Corriere Fiorentino

AL REFERENDUM DI DOMENICA NON PUÒ VINCERE IL MARE

- Luca Fanfani* *Avvocato

Non so se è lo strumento binario del referendum o l’eco della guerra, fatto sta che sempre più negli ultimi giorni viene sollecitat­a una scelta di campo, di categoria, se sei magistrato non puoi che scorgere nei quesiti «una vendetta contro la magistratu­ra», se fai l’avvocato non ti è concesso dubitare: «Chi è garantista non può che votare 5 sì».

Non ho mai amato il tifo applicato alla politica, figurarsi al diritto. «La situazione è un po’ più complessa, ma questo non vale solo per la sua storia: vale anche per la mia» sussurrava di Sorrentino. Appunto. Ho quindi provato a non ragionare per appartenen­za — cioè a ragionare — con esito fallace, sicurament­e, ma non dogmatico.

E dunque? Domenica andrò a votare e voterò così. Sì alla separazion­e delle funzioni tra magistrati, ma non perdiamo di vista l’obiettivo di una vera separazion­e delle carriere; due distinti esami, due distinte carriere, due autonomi organi di autogovern­o per magistrati requirenti e giudicanti. Nei paesi dove vige un sistema accusatori­o compiuto le carriere sono separate e il pm non è un collega del giudice. Sì alla «riformina» del Csm. Prevedere che ciascun magistrato possa candidarsi senza raccoglier­e 25 firme (e quindi essere costretto a chiedere aiuto ad una corrente), è giusto, ma è una goccia nel mare. Se si vuole abbattere il sistema correntizi­o, serve una riforma draconiana, occorre introdurre il sorteggio tra i più meritevoli. Sul punto, ahinoi, nel sistema elettorale delineato dalla delega Cartabia tutto cambia perché nulla cambi e le correnti ringrazian­o.

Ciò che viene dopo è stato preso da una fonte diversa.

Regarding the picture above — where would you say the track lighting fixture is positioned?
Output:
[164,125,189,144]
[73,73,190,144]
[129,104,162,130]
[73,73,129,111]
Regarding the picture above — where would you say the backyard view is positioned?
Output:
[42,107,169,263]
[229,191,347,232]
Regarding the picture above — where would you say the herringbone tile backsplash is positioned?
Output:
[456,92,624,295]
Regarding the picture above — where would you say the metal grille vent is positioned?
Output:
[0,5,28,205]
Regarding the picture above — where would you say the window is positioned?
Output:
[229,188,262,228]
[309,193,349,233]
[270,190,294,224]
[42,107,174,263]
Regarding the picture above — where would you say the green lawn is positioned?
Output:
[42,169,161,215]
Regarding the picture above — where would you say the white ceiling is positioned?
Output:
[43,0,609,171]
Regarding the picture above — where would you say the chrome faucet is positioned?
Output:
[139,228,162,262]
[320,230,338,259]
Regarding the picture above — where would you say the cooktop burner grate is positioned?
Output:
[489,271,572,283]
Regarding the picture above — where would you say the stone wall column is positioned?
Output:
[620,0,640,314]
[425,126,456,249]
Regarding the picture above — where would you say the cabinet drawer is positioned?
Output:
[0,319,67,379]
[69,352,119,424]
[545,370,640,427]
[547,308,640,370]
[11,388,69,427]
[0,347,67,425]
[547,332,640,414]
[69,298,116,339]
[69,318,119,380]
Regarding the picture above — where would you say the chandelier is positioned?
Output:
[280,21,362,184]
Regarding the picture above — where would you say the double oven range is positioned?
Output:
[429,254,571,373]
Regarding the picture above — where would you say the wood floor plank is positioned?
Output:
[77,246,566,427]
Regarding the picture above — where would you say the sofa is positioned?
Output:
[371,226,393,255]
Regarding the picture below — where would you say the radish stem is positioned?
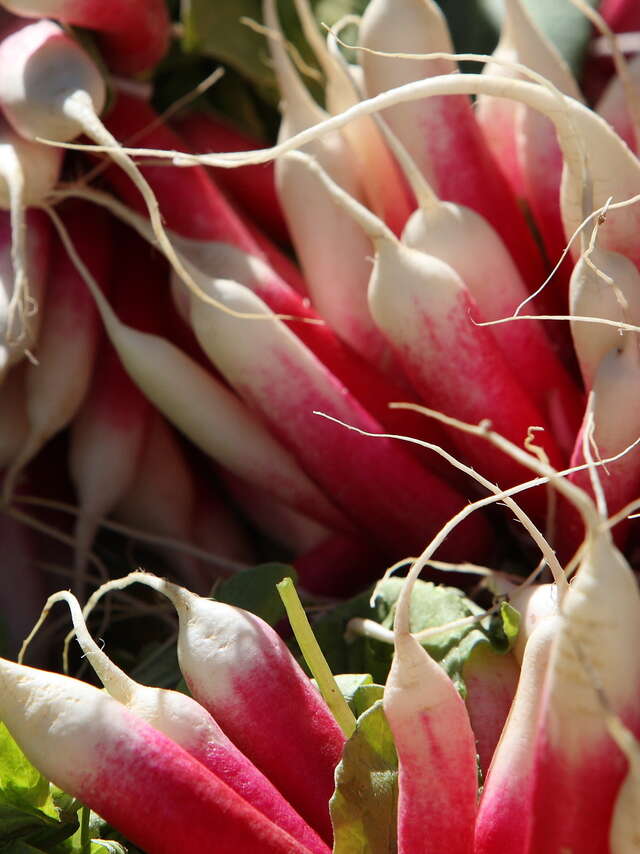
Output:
[276,578,356,738]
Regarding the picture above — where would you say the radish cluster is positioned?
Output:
[0,0,640,854]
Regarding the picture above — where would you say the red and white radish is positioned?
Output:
[288,0,413,234]
[359,0,544,287]
[191,272,486,556]
[264,0,390,374]
[87,572,345,841]
[2,0,171,74]
[4,204,111,496]
[48,207,349,530]
[21,591,328,854]
[0,659,307,854]
[287,148,562,520]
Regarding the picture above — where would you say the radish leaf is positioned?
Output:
[329,696,398,854]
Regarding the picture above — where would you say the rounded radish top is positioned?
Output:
[0,21,106,142]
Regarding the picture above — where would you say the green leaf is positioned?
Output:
[329,704,398,854]
[480,0,599,78]
[182,0,366,104]
[214,563,298,626]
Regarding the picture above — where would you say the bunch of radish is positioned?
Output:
[0,0,640,854]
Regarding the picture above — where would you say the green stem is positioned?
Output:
[276,578,356,738]
[80,807,91,854]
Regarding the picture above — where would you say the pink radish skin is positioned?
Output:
[473,616,560,854]
[191,280,487,555]
[180,74,640,274]
[44,592,328,854]
[383,552,477,854]
[531,531,640,854]
[69,334,151,590]
[2,0,170,74]
[5,205,111,492]
[359,0,544,287]
[221,472,334,555]
[288,0,413,234]
[75,192,450,468]
[608,719,640,854]
[263,0,391,369]
[570,348,640,544]
[484,0,582,270]
[0,659,316,854]
[113,412,206,592]
[402,196,584,453]
[0,210,51,376]
[475,8,524,198]
[92,573,345,850]
[105,92,299,294]
[462,646,520,776]
[52,217,349,529]
[598,0,640,33]
[287,154,562,511]
[174,113,289,245]
[0,118,62,352]
[165,231,458,478]
[569,245,640,392]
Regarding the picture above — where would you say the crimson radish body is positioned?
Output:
[0,659,307,854]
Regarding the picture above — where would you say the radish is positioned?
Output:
[599,0,640,33]
[570,346,640,544]
[420,404,640,854]
[478,0,582,270]
[173,112,289,249]
[113,412,200,592]
[66,185,456,474]
[263,0,390,368]
[2,0,171,74]
[168,74,640,270]
[473,615,561,854]
[191,272,486,555]
[0,20,232,324]
[288,0,412,234]
[607,716,640,854]
[569,239,640,390]
[220,471,333,554]
[360,0,544,287]
[287,153,562,510]
[21,591,328,854]
[47,203,349,529]
[0,119,62,354]
[0,659,316,854]
[85,572,345,850]
[4,204,111,496]
[393,129,584,450]
[105,91,300,288]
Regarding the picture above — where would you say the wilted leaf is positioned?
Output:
[214,563,298,626]
[329,700,398,854]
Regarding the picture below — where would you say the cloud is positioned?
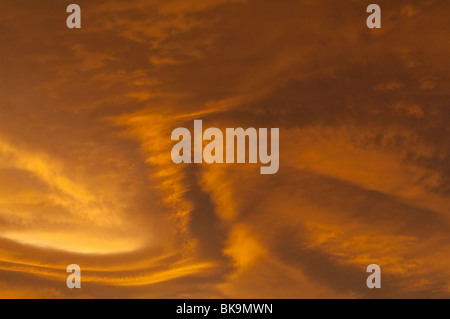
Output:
[0,0,450,298]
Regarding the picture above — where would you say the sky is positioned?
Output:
[0,0,450,298]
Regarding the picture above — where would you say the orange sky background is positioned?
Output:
[0,0,450,298]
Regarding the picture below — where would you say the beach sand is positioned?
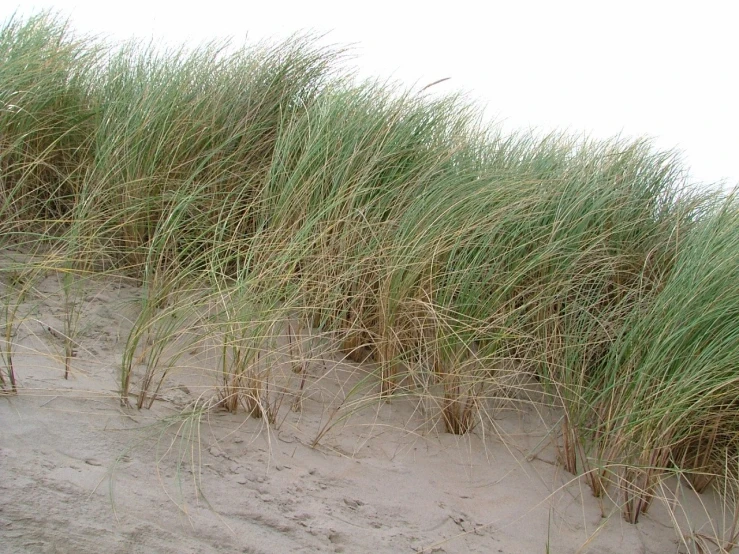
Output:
[0,266,718,554]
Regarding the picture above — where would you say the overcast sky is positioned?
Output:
[5,0,739,186]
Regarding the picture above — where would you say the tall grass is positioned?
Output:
[0,9,739,532]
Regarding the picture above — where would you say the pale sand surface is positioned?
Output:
[0,266,728,554]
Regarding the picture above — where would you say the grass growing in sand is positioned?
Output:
[0,9,739,549]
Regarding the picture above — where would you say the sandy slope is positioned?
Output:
[0,266,728,554]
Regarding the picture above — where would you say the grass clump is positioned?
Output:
[0,9,739,536]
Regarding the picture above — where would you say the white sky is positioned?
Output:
[5,0,739,186]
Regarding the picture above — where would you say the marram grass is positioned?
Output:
[0,10,739,532]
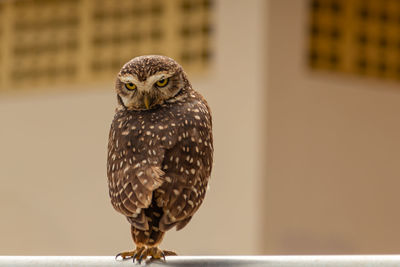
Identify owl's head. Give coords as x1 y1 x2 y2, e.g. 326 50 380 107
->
115 55 190 110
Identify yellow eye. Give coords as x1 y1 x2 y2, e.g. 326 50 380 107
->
156 78 169 87
125 83 136 91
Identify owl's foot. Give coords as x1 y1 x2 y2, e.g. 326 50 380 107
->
115 247 177 263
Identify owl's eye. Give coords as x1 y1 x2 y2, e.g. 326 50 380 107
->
125 83 136 91
156 78 169 87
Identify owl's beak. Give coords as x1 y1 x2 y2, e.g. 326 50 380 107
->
143 95 151 109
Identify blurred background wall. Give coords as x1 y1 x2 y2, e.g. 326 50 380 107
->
0 0 400 255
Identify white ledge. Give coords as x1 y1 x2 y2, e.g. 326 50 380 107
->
0 255 400 267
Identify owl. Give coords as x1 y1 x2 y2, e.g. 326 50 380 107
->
107 55 213 262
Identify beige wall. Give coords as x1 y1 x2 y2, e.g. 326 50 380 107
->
0 0 267 255
264 0 400 254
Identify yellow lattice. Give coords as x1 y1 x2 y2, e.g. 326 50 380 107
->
309 0 400 79
0 0 212 90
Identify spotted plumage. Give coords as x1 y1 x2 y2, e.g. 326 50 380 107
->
107 56 213 261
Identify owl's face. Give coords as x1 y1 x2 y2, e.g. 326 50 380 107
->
115 55 189 110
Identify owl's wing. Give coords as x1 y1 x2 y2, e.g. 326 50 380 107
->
108 122 164 230
156 120 213 231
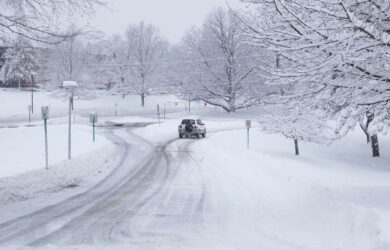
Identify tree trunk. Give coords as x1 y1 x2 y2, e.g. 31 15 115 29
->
141 94 145 107
294 139 299 155
371 135 380 157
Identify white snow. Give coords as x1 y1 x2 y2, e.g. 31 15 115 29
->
0 124 110 178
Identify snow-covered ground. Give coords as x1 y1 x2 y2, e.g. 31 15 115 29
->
0 89 390 250
193 130 390 249
0 125 119 204
0 89 184 124
0 124 110 178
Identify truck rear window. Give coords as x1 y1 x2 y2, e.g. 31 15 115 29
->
181 119 195 125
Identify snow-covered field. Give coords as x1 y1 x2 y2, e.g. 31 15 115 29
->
0 89 184 125
197 130 390 249
0 89 390 250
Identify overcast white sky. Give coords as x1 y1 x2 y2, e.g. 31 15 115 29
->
90 0 239 42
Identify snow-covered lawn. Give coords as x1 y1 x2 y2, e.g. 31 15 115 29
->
0 125 118 203
0 89 184 123
0 125 110 178
192 130 390 249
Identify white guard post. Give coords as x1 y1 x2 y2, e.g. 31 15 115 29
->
245 120 252 148
42 106 49 169
62 81 78 160
89 112 97 142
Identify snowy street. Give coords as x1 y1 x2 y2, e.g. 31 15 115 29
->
0 0 390 250
0 120 390 249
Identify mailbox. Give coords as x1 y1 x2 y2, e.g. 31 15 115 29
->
245 120 252 129
89 113 97 124
42 106 49 120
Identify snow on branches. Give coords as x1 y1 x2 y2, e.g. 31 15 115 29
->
0 38 39 87
241 0 390 156
174 9 264 112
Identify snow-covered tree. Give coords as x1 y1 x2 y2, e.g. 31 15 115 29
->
123 22 168 107
0 0 105 43
0 38 39 88
242 0 390 156
175 9 265 112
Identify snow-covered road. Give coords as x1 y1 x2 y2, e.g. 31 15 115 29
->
0 121 390 250
0 129 212 248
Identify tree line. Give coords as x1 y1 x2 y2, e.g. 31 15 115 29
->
0 0 390 156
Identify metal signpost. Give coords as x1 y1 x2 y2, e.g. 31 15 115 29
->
63 81 78 160
157 104 161 126
89 112 97 142
42 106 49 169
31 74 35 114
28 105 32 123
245 120 252 148
163 102 191 120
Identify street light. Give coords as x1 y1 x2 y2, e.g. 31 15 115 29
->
62 81 78 160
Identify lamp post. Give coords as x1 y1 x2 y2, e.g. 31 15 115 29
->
31 73 36 114
62 81 78 160
42 106 49 169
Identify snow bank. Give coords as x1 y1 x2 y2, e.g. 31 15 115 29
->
0 144 119 204
197 130 390 249
0 125 110 178
0 125 118 203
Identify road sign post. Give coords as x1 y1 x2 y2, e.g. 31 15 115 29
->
157 104 161 126
89 113 98 142
28 105 32 123
42 106 49 169
245 120 252 149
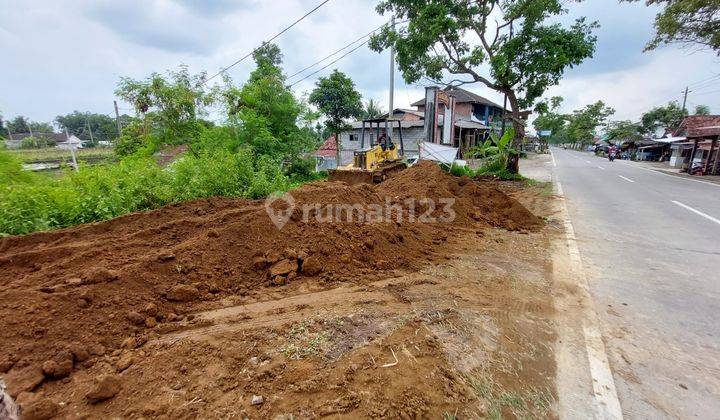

Sì, turandomi il naso, alla abolizione della legge Severino. La tagliola della sospension­e all’esito del primo grado è una sanzione — ‘LA’ sanzione per un politico costretto a lasciare — priva di una verità processual­e che la legittimi, un obbrobrio che vale da solo l’abolizione della legge. Malaugurat­amente, viene chiesto di gettare il bimbo con l’acqua sporca, abrogando anche la opportuna previsione di incandidab­ilità in caso di condanna definitiva.

Sì, con riserva, alla inclusione degli avvocati nella valutazion­e dei magistrati. Il sistema attuale con il 99,5% di valutazion­i positive, si commenta da solo. Vanno però introdotti correttivi (astensione, incompatib­ilità ecc..), tesi ad evitare che un avvocato possa trovarsi a valutare un giudice del suo stesso circondari­o, magari quello che gli ha appena dato torto o ragione.

Se un avvocato eletto membro del Csm è cancellato dall’Albo, qualche minima cautela andrà pure trovata anche per i colleghi che siedono nei Consigli giudiziari. E veniamo alla limitazion­e della custodia cautelare. L’eccesso di carcerazio­ne preventiva è un virus altamente contagioso e il «pericolo di reiterazio­ne del reato», ove abusato, ne costituisc­e un formidabil­e vettore di diffusione. Ma, art. 274 c.p.p. alla mano (quel che ne rimarrebbe), la vittoria del sì equivarreb­be a fornire un «lasciapass­are» al piromane in procinto di appiccare incendi, allo stalker seriale, al corrotto che ha in agenda l’incasso della prossima mazzetta ecc.

L’abuso della carcerazio­ne preventiva si può contenere, come pure ipotizzato da un autorevole esponente del sì, prevedendo che a disporre la misura sia «un organo collegiale, distante anche topografic­amente dal Pm che ha fatto l’inchiesta».

Ciò che occorre è un intervento chirurgico del legislator­e che preservi l’equilibrio fra tutela del singolo e tutela della collettivi­tà; bombardare il codice costi quel che costi, anche no!